Un autre sujet d’intérêt devrait être le cadre du dialogue qui peine à se dessiner. Sur ce plan, c’est le réalisme politique qui dicte sa loi à l’euphorie de la matérialisation de la main tendue du Président IBK. Quelle sera la formule du dialogue ? Quel contenu faudra-t-il lui donner ? Voilà des questions de fond qui devraient être débattues. Ce, d’autant plus que le Gouvernement semble surfer sur les divisions sur la forme du dialogue (dialogue politique national pour l’URD ; dialogue national refondateur pour les FARE…) pour imposer son Cadre de concertation qui, lui, a réussi à faire l’unanimité d’être rejeté par l’Opposition. Il est évident que cette question ne trouvera pas sa réponse dans la fuite en avant. Et celle timidement avancée par le Président IBK, lors de sa rencontre avec sa majorité, n’est guère davantage explicite et fédérative : « c’est pourquoi le Cadre de concertation nouveau, il est vrai que ce n’est pas la panacée, il est clair également aussi que tout le monde de l’action politique nationale aujourd’hui devrait pouvoir en être, donc les critères soient rigoureux et que chacun qui le souhaite et dont la parole est entendue et écoutée par le pays soit de la partie. Nous sommes tous concernés. C’est tout à fait légitime qu’on me le demande et nous y sommes absolument acquis ». L’équation est désormais : s’il est acquis que le Cadre de concertation, de surcroît rejeté par les Partis politiques (à l’exception notable de ceux de la Majorité présidentielle), n’est pas la panacée, pourquoi ne pas proposer un cadre de dialogue consensuel plus ambitieux, en termes d’objectifs et plus ouvert ?

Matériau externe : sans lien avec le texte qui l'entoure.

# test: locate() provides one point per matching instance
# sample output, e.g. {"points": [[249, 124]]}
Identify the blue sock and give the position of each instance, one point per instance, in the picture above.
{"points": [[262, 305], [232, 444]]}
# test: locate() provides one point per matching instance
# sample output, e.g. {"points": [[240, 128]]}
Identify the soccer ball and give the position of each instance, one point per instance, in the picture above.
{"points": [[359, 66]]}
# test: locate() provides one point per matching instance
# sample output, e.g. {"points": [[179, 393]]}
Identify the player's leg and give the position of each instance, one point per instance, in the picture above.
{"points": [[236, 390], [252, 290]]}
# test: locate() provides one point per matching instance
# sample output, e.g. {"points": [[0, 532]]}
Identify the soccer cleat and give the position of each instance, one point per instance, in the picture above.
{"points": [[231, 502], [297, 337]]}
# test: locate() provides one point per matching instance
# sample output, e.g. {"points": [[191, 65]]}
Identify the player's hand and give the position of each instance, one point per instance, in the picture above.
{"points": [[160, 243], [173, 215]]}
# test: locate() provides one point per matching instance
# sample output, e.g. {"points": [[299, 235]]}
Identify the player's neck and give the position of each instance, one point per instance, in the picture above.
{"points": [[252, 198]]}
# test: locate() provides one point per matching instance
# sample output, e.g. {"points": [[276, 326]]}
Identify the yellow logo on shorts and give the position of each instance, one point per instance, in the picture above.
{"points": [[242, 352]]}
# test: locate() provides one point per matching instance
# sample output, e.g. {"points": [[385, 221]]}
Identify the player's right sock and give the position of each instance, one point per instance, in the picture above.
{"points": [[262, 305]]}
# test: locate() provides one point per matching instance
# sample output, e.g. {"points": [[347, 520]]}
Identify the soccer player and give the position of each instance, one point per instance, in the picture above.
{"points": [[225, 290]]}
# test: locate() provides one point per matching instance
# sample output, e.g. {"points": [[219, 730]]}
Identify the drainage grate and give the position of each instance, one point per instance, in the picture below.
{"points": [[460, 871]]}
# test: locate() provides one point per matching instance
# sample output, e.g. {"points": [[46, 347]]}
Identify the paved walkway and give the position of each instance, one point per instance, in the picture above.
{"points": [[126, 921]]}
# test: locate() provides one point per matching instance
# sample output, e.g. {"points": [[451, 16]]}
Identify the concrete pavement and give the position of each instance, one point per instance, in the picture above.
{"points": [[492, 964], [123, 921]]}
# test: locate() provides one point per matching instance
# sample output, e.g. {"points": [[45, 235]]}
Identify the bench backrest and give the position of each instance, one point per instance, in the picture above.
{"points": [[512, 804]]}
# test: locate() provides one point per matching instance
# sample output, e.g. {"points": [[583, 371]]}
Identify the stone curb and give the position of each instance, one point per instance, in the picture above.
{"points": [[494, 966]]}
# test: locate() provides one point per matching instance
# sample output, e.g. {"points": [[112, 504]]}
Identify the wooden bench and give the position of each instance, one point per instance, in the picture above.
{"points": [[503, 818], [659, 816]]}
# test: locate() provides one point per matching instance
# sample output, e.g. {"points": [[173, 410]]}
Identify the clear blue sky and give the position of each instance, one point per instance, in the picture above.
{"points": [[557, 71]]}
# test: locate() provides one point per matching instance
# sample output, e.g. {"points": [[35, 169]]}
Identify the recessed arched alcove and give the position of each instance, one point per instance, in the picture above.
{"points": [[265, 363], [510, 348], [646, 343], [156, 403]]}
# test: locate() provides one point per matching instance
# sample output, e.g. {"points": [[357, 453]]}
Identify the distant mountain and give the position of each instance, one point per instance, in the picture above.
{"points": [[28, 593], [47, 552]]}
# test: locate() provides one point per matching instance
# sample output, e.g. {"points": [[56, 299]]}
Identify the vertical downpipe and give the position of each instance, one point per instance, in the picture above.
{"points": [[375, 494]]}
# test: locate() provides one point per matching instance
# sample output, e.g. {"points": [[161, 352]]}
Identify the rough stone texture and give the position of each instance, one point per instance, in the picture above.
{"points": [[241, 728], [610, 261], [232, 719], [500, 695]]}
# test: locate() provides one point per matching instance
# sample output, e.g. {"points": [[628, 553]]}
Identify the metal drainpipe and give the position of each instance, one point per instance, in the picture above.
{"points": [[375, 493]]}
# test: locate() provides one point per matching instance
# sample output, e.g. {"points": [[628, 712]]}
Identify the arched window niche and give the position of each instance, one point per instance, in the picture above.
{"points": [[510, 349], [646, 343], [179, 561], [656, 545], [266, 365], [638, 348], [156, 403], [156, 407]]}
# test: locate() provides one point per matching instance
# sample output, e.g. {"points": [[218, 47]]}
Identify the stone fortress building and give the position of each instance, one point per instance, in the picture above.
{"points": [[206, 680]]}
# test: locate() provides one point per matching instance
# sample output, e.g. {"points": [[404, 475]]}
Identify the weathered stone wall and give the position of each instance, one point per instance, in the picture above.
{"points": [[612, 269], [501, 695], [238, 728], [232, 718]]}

Il y a aussi l’approche des réformes en chantier qui donne lieu à un incroyable embrouillamini du cadre du dialogue politique ou national avec un cadre de concertation qui jusque-là semble naviguer sans cap prévis, aux visées divergentes.

Il faudra donc à s’attendre à ce que les débats se déroulent à la mesure de la gravité des sujets qui seront abordés.

Ce qui réconforte, d’ores et déjà, c’est que les partenaires politiques ne se rencontreront pas en ayant le couteau entre les dents. Ce ne sont pas des positions tranchées qui s’affronteront, même s’il y a des questions de principe qui doivent être traitées comme tels. Cet apaisement a été donné par le Chef de file de l’Opposition, à l’issue de sa rencontre du 27 février dernier, avec le Chef de l’État : « après il faut mettre de l’eau dans le vin pour que nous puissions nous rassembler et trouver les chemins pour une sortie de crise ». Même assurance du côté du Président IBK en recevant sa majorité à Koulouba : « je ne considère aucun de mes frères comme un ennemi. Aucun ! Nous pouvons avoir des divergences sur la même manière de conduire les affaires, sur la Vision à terme, mais s’il est vrai que nous avons le même amour de ce pays, nous ne pouvons que nous retrouver en un pont de convergence pour le bonheur du Mali et des Maliens ».

Si les propos des uns et des autres sont à la mesure de leur sincérité, de leur engagement pour le Mali, les fruits devraient tenir la promesse des fleurs pour que le pays se porte mieux.